South Africa’s department of agriculture, land reform and rural development has put forward a budget of R17.3 billion. Delivering her budget speech yesterday (Thursday, 12 May 2022), minister Thoko Didiza said her department would use the coming financial year to empower citizens to participate in the agricultural economy, to ensure tenure security for all and to stimulate integrated rural development.
“Our interventions in policy, legislation and programmatic intervention must bring us closer in building an inclusive society, without leaving anyone behind,” Didiza said, and added that the country’s historic challenges of poverty, unemployment and underdevelopment should challenge her department to continuously find solutions.
She visited commercialisation of black farmers, hemp farming and blended finance as among the prominent issues to stimulate participation in agriculture, and listed climate change, biosecurity challenges, the global effects of the Russia-Ukraine war and disasters such as the recent locust outbreaks as challenges to overcome. She also reiterated her commitment to the empowerment of women in government’s quest to create an inclusive agricultural sector.
Moving on to numbers, Didiza said a sizeable portion of the R17-billion budget would be transferred to the provincial departments of agriculture, as well as agri-related entities. The following transfers will be made:
- Ilima /Letsema Conditional Grant – R610 million.
- CASP (Comprehensive agricultural support program) – R1,2 billion.
- CASP Extension Services – R304 million.
- Commission on Restitution of Land Rights R3,7 billion.
- Agricultural Research Council – R1,2 billion.
- National Marketing Council – R48,5 million; and
- Ingonyama Trust Board – R24,4 million.
Smaller budget, used more efficiently
“It has to be acknowledged that the department’s budget has declined in real terms for a number of years,” Agbiz CEO Theo Boshoff tells Food For Mzansi. “This is not surprising given the tight fiscal space that South Africa is in. That being said, it is also an opportunity to ensure that the budget is spent in the most cost-effective way on projects that will yield the greatest dividends. In this regard we will be watching the specific allocations closely in the coming weeks.”
He adds that Agbiz believes the budget must be used where it will have the biggest impact on unblocking bottlenecks that affect the private sector.
“This speaks to critical regulatory functions that are currently under-capacitated. The minister’s reference to biosecurity is a prime example, as modest investment to secure our biosecurity will unlock real growth in the livestock sector and hence repay the state through increased export and tax earnings.
We welcome the minister’s reference to improving rural roads. Expenditure on network industries is a real investment as it unlocks economic opportunity. We would, however, have liked to see more concrete commitments to the blended finance scheme as it has great potential to unlock inclusive growth in thee sector.”
Boshoff says it’s very significant that it coincided with the signing of the Agricultural and Agro-processing Master Plan (AAMP).
“We have been part of several previous processes where sound policy recommendations were made… but the AAMP is the first multi-stakeholder process to accurately quantify the investment needed into various catalytic interventions to unlock the sector’s potential for inclusive growth.”
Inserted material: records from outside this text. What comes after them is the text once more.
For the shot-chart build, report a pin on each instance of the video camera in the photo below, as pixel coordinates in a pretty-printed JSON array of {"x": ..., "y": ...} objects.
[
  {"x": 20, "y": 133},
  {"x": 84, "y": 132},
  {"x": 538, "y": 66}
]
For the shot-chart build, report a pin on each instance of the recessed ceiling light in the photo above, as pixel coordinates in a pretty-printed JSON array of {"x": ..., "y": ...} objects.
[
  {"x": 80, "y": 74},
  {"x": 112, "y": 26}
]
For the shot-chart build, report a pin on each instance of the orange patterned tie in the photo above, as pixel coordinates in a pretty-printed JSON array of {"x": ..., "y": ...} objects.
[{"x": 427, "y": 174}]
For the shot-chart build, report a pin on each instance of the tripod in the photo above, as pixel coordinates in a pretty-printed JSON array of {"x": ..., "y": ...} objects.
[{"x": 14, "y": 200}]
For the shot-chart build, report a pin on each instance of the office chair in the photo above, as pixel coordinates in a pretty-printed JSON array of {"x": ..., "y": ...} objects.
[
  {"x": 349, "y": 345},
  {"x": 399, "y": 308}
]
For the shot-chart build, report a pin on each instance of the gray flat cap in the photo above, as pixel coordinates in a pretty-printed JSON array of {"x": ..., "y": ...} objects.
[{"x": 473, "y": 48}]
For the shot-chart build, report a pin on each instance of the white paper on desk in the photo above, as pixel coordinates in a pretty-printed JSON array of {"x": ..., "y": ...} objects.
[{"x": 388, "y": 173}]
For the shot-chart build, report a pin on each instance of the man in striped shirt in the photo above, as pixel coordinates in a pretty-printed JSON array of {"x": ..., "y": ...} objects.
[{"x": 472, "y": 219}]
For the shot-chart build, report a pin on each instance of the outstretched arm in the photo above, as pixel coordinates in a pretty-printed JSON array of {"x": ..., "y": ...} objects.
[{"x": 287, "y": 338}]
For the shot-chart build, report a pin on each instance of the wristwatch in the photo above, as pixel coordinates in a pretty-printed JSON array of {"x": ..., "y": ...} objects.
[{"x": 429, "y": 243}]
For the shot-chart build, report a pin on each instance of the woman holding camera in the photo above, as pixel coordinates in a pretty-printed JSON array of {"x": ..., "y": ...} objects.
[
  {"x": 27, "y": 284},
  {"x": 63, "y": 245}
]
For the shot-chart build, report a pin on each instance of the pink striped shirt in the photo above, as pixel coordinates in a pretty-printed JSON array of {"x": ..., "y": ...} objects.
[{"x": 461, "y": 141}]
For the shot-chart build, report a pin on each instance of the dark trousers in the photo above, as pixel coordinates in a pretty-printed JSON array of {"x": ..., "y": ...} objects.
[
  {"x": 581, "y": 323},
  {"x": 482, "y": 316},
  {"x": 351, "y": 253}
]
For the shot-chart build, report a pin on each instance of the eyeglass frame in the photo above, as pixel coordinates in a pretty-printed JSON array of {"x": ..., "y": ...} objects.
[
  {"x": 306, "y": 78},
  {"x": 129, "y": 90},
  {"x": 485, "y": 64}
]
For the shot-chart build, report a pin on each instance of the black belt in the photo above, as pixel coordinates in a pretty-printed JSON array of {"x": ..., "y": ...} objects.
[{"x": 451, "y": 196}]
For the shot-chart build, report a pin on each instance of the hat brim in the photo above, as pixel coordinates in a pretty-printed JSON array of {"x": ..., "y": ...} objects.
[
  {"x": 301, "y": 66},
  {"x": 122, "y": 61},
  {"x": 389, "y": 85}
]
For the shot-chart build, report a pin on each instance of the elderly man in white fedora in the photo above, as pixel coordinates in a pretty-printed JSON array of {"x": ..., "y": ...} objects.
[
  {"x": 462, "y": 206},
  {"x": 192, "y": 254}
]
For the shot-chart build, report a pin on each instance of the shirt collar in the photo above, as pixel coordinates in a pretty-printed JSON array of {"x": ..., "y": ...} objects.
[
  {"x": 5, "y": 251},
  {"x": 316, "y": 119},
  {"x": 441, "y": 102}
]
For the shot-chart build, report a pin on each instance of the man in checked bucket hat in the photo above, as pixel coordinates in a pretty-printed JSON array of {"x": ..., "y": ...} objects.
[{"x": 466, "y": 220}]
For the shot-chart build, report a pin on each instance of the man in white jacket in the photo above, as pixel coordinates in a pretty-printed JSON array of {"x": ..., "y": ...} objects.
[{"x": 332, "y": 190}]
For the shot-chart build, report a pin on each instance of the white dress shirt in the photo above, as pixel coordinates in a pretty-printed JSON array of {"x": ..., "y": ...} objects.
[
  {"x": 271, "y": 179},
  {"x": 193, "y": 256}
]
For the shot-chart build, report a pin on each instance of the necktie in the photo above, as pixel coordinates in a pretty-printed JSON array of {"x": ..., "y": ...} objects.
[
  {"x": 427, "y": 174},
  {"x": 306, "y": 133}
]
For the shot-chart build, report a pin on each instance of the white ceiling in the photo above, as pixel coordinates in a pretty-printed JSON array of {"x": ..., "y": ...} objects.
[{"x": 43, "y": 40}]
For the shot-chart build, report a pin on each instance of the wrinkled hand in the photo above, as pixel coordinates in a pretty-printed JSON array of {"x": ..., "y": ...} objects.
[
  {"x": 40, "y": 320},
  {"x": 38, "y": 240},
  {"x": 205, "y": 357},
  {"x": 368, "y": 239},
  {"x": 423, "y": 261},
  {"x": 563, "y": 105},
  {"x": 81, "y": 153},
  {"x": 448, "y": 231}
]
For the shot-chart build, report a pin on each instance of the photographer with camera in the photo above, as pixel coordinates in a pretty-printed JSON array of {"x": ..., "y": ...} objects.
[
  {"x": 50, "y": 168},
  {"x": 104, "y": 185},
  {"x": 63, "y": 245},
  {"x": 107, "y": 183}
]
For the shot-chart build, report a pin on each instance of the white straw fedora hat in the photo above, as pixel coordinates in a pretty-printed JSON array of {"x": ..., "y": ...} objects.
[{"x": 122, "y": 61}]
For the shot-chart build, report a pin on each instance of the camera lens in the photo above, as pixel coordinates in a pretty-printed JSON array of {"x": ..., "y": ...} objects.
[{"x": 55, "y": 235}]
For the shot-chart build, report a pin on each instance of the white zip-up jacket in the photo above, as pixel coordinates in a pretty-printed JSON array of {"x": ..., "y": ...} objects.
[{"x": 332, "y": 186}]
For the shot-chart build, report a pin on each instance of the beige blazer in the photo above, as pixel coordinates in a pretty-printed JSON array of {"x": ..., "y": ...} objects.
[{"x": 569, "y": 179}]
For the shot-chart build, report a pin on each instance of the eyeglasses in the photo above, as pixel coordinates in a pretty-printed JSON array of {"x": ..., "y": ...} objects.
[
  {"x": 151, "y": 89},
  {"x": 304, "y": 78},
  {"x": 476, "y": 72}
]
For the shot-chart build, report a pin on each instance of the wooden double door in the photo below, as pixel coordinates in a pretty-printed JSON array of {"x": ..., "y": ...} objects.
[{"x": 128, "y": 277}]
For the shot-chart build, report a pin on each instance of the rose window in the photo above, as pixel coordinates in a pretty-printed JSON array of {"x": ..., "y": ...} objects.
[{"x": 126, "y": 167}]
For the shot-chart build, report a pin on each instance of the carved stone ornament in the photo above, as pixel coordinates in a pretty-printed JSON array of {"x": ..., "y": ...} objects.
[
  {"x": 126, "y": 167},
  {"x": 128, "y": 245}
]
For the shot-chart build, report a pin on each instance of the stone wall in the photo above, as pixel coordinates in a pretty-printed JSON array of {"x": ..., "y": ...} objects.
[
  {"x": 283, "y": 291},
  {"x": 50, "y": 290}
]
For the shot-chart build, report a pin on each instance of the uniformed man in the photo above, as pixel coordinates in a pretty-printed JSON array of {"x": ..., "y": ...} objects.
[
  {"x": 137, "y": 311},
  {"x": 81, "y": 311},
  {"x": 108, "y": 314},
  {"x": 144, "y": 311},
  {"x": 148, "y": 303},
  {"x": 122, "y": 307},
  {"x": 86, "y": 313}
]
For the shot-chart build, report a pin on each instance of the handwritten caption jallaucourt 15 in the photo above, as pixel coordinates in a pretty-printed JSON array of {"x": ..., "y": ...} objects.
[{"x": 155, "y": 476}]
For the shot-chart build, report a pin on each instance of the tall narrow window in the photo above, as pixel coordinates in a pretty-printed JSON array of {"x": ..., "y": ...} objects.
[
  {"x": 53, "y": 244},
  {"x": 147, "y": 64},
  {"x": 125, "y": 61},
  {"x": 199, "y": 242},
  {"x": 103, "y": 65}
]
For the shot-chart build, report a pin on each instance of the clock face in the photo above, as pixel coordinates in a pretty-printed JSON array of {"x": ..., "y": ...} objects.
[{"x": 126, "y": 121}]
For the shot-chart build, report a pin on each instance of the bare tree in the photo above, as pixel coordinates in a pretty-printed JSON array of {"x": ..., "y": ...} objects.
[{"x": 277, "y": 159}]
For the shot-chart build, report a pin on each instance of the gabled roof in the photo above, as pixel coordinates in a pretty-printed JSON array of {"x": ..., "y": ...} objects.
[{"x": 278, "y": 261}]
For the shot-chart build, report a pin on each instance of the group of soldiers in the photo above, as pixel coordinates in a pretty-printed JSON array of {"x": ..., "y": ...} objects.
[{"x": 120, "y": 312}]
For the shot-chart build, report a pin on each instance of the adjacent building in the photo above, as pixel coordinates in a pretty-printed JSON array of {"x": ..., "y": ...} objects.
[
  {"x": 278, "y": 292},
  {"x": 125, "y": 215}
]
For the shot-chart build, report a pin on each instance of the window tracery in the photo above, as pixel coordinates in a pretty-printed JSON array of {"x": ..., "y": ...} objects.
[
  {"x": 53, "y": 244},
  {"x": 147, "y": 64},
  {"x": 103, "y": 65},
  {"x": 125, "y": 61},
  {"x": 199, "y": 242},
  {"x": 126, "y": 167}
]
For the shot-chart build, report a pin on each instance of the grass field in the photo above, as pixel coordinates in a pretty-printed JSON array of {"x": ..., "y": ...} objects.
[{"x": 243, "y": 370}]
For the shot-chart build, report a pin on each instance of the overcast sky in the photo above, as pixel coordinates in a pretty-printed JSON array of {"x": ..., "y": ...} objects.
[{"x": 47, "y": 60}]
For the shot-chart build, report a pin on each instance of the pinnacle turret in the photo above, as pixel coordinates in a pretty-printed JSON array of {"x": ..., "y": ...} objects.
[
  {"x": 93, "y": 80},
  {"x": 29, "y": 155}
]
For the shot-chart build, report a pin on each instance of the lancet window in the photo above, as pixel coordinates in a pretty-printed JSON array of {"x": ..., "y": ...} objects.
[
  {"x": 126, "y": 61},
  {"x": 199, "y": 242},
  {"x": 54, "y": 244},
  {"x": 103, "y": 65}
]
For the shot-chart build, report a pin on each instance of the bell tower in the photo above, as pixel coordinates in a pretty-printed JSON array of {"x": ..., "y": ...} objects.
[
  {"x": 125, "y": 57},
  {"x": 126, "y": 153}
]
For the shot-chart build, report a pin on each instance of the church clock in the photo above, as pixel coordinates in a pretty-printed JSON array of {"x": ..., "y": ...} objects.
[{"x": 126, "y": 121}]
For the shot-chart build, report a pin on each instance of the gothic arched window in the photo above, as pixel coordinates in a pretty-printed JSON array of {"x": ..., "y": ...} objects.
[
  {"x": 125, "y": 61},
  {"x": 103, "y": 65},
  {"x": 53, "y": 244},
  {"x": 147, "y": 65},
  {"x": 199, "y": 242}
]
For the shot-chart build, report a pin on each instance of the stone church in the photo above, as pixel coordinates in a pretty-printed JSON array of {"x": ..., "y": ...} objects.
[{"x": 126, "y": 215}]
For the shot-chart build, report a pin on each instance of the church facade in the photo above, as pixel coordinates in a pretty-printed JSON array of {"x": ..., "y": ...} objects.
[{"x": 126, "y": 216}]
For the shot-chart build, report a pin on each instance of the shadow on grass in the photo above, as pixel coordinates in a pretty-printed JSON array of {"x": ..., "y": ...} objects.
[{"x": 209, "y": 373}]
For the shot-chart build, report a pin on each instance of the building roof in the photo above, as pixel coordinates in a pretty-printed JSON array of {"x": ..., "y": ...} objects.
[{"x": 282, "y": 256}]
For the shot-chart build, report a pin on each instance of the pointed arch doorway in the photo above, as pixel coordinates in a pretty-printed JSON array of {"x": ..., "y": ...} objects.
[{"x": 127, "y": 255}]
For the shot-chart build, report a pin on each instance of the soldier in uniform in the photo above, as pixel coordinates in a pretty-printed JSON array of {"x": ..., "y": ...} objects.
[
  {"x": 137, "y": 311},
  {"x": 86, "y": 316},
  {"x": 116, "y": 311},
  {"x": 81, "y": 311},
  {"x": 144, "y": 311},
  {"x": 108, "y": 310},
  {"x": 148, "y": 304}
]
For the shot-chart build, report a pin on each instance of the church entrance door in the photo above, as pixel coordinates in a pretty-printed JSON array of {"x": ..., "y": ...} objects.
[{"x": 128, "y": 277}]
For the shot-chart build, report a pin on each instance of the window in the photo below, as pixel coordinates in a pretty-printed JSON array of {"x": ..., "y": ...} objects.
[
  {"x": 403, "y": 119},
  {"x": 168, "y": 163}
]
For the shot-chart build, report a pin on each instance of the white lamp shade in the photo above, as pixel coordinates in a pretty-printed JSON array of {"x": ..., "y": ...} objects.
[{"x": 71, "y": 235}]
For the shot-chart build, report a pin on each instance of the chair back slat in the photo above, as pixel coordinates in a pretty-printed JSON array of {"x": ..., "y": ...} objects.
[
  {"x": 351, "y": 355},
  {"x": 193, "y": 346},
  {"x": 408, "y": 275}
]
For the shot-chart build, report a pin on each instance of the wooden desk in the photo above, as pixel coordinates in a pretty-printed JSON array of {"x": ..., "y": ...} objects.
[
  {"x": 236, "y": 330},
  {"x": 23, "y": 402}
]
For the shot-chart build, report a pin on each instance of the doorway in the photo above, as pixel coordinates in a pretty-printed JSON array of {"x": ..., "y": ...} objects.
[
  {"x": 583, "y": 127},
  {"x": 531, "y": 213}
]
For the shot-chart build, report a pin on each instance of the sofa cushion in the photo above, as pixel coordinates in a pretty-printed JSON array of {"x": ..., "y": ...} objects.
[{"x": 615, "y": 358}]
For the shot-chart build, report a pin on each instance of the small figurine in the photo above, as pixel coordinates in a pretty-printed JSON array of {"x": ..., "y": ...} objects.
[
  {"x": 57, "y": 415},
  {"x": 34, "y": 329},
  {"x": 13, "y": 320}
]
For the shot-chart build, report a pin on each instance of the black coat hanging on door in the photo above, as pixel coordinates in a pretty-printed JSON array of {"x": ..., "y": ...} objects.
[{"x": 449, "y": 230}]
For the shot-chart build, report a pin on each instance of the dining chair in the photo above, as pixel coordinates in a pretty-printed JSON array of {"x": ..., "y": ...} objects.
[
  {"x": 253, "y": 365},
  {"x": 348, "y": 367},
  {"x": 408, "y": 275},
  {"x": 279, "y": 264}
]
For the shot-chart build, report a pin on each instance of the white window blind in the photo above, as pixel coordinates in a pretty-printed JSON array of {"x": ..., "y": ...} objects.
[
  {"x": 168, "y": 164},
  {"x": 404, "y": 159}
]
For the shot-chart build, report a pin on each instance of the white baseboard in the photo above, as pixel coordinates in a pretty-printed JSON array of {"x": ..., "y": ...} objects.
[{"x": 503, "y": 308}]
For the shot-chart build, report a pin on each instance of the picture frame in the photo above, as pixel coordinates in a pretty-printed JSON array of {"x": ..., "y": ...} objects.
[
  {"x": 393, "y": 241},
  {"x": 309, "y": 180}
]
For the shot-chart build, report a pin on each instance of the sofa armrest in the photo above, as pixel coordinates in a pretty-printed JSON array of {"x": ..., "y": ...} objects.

On the land reform front, Agbiz says it welcomes pragmatic statements on communal property associations and the announcement of a summit on communal land rights. “Providing legally secure tenure to communal farmers should be seen as low-hanging fruit as it can unlock economic growth and investment through policy changes that are largely fiscal-neutral.”
Speaking to Food For Mzansi, Nkanyiso Gumede, a researcher at the Institute for Poverty, Land and Agrarian Studies (PLAAS), says that a budget idea for public-private partnerships is a good one, but that the department will need to ensure that it maintains its presence and closely monitor such partnerships.
Gumede believes that power relations tend to tilt towards private sector partners who end up capturing most of the value. “Farmers will continue to suffer if support will not be crafted according to their needs and the challenges they face.”
Gumede feels that the budget failed to address the challenges of water and electricity within the agriculture sector.
“Some farmers are struggling with access to water… some are struggling with expensive electricity,” he says, and notes a lack of clarity on how the department would deal with these issues.
Another of his concerns is that no mention was made of the establishment of the Land Reform Agency which “has been touted as what will save the land reform programme in South Africa.”
Gumede believes it is important that the budget supports inclusivity and is more geared towards the poor and vulnerable.